Henri-Jean reprend ainsi le flambeau de manière totalement frénétique. Outre la collecte, il écume inlassablement les marchés aux puces et les brocantes. Ses contemporains observent avec circonspection cet homme, pourtant aisé, dont les vêtements sont toujours tachés de graisse et qui trimbale perpétuellement de la quincaillerie. « Il faisait plus figure de clochard que de riche collectionneur d’antiquités », note l’un d’entre eux. S’il a hérité de son père le goût pour la ferronnerie, Henri-Jean développe une approche sensiblement différente. Alors que son paternel traquait le chef-d’œuvre, la pièce exceptionnelle, lui a une conception plus scientifique. Tel un entomologiste cherchant à posséder un spécimen de chaque espèce, il veut donner à ce fonds une dimension encyclopédique en illustrant toutes les catégories et typologies d’objets en fer, des plus modestes aux plus spectaculaires, qu’il s’agisse de fer forgé, moulé ou encore orfévré. Ce souci d’exhaustivité concerne aussi la couverture chronologique et géographique. Ainsi, si la France demeure le pays le mieux représenté, le musée possède également des pièces provenant d’Angleterre, d’Allemagne, d’Espagne, d’Italie ou encore de Russie.
Le temple du fer
La qualité et la diversité de sa collection sont rapidement connues et Henri-Jean est même sollicité pour présenter ses fleurons lors de l’Exposition universelle de 1900. Ce fonds rencontre un succès phénoménal et tape dans l’œil de Louis Metman, conservateur aux Arts décoratifs qui lui propose de l’exposer dans le pavillon de Marsan. Mais compte tenu de sa taille, la collection s’y retrouve vite à l’étroit. Ayant des attaches familiales en Normandie, Le Secq entre en contact avec la ville de Rouen à qui il propose de donner sa collection, à condition toutefois qu’il puisse l’installer lui-même dans un lieu suffisamment spacieux pour l’accueillir dans sa totalité.

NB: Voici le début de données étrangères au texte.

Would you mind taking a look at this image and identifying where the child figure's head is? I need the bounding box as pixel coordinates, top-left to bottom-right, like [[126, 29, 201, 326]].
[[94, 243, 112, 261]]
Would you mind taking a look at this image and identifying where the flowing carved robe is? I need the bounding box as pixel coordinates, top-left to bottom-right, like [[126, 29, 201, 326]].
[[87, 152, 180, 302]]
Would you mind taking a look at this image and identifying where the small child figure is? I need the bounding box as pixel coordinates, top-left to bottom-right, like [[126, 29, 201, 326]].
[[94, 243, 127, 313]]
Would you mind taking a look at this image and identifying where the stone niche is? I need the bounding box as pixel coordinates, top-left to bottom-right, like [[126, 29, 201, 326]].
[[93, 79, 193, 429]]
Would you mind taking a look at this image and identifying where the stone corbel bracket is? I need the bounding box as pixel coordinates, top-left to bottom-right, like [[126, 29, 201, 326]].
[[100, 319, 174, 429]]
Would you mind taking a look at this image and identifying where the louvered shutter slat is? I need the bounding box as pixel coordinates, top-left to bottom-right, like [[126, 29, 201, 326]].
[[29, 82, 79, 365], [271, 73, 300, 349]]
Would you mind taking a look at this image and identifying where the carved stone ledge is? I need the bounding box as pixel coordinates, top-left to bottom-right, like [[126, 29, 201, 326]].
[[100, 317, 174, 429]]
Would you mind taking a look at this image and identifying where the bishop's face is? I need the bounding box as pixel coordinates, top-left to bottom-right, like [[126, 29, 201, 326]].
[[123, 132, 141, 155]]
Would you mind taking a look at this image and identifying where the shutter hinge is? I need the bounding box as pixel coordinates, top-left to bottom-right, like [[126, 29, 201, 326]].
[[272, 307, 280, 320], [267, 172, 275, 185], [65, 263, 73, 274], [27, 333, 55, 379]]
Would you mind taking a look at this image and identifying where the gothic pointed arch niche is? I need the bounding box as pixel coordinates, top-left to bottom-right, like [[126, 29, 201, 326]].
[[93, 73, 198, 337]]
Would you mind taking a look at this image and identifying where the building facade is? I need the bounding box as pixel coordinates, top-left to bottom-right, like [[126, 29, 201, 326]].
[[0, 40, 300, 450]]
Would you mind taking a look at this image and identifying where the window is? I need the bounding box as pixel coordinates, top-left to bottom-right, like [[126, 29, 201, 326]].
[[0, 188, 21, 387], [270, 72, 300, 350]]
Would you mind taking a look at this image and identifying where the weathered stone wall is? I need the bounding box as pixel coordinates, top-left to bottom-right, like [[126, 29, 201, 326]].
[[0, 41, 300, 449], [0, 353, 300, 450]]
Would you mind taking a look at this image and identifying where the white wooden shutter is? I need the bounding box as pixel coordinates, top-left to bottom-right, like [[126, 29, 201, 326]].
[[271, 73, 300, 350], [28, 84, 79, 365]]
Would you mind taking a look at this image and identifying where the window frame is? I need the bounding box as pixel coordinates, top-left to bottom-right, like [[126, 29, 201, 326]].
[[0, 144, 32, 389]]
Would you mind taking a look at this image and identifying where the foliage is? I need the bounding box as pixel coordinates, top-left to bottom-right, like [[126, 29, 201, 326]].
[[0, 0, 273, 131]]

Ce sera chose faite en 1921 quand le Musée Saint-Laurent est inauguré. « Les visiteurs abondent, les ferronniers d’art trouvent des sujets d’étude, les amateurs des sensations artistiques », jubile-t-il. Jusqu’à sa disparition quatre ans plus tard, il en sera le conservateur. On prétend même qu’il aurait dormi dans le lit placé dans le chœur de l’église, lit en fer forgé évidemment ! Après l’ouverture, il poursuit encore ses acquisitions tout en affinant l’accrochage. Au centre de l’édifice, il installe ses trésors ; les coffres, heurtoirs et éléments de serrurerie investissent le saint des saints, la nef. Nef dans laquelle sont par ailleurs suspendues de pittoresques enseignes et la célèbre crèche-lanterne.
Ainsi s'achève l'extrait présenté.